I’m so grateful for our incredible midwife, Kate, who went over and above in her care for us and without her support I don’t think I could have done it. We got to dress and hold our son and have him with us until the next day when we could take him home so his two big sisters (and the rest of our family) could meet him and say goodbye to him.
Having now delivered 4 babies I can say in all honestly this was by far my easiest birth, physically speaking – it doesn’t really make any sense but I think of it as my gift to him and his gift to me. Grief is an exhausting thing, emotionally and physically, and I’m so grateful that I had such an uncomplicated delivery, no stitches etc. allowing me to give myself to grieving our little boy and being available to our two little girls.
Although my memories from that time are still extremely difficult I genuinely cherish my memory of Jude’s birth.
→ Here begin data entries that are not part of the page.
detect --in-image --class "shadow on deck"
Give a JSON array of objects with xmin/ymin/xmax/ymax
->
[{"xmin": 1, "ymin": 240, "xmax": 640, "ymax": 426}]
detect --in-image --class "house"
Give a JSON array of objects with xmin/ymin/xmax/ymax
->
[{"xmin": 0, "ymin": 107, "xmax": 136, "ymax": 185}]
I still look back and often ask how did I do it and truthfully I don’t know – yet I found a strength and a grace to face the most difficult thing I’ve ever had to do.
6 weeks later we got the results of Jude’s post-mortem – where we were told that Jude had an acute group B strep infection and my placenta had a condition called DVM of the placenta (which only occurs in 3rd trimester). I hadn’t been screened for group B strep (it isn’t routinely screened for here in Ireland as in the UK). We were told at that appointment that it isn’t considered ‘cost effective’ to screen mothers but since losing Jude I really believe that information and awareness on Group B strep is totally lacking in maternity services – women should be given the choice to screen for something that is so easily treated and could prevent such devastating outcomes.
We miss Jude every single day, I don’t think I’ll ever understand why it happened, but this is Jude’s story and I’ve realised that telling it is part of our healing. As I write this, almost 2 1/2 years to the day, I sit with my gorgeous 11 month old daughter on my knee – but that’s a story for another day.